Pheraulas accepted the present, with many thanks, and he and the Sacian became thereafter very strong friends.

Some time after this, Pheraulas invited the Sacian to an entertainment, and when the hour arrived, he set before his friend and the other guests a most sumptuous feast, which was served in vessels of gold and silver, and in an apartment furnished with carpets, and canopies, and couches of the most gorgeous and splendid description.

The Sacian was much impressed with this magnificence, and he asked Pheraulas whether he had been a rich man at home, that is, before he had joined Cyrus's army. Pheraulas replied that he was not then rich.

His father, he said, was a farmer, and he himself had been accustomed in early life to till the ground with the other laborers on his father's farm. All the wealth and luxury which he now enjoyed had been bestowed upon him, he said, by Cyrus.

"How fortunate you are!" said the Sacian; "and it must be that you enjoy your present riches all the more highly on account of having experienced in early life the inconveniences and ills of poverty.
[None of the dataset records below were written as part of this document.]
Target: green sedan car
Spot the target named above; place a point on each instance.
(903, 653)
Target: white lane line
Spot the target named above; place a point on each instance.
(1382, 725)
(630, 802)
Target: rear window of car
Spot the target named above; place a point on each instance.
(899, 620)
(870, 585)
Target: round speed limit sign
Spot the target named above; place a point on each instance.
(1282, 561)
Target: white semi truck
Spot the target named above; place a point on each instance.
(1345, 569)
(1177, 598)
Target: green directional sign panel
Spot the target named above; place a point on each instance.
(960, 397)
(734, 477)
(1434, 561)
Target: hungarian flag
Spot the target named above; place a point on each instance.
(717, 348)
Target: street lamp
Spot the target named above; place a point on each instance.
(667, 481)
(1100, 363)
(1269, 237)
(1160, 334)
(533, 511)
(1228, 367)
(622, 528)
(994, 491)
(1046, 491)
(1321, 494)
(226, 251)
The pleasure must be more intense in having desires which have long been felt gratified at last than if the objects which they rested upon had been always in one's possession."

"You imagine, I suppose," replied Pheraulas, "that I am a great deal happier in consequence of all this wealth and splendor; but it is not so. As to the real enjoyments of which our natures are capable, I can not receive more now than I could before. I can not eat any more, drink any more, or sleep any more, or do any of these things with any more pleasure than when I was poor. All that I gain by this abundance is, that I have more to watch, more to guard, more to take care of. I have many servants, for whose wants I have to provide, and who are a constant source of solicitude to me. One calls for food, another for clothes, and a third is sick, and I must see that he has a physician.

My other possessions, too, are a constant care. A man comes in, one day, and brings me sheep that have been torn by the wolves; and, on another day, tells me of oxen that have fallen from a precipice, or of a distemper which has broken out among the flocks or herds. My wealth, therefore, brings me only an increase of anxiety and trouble, without any addition to my joys."

"But those things," said the Sacian, "which you name, must be unusual and extraordinary occurrences. When all things are going on prosperously and well with you, and you can look around on all your possessions and feel that they are yours, then certainly you must be happier than I am."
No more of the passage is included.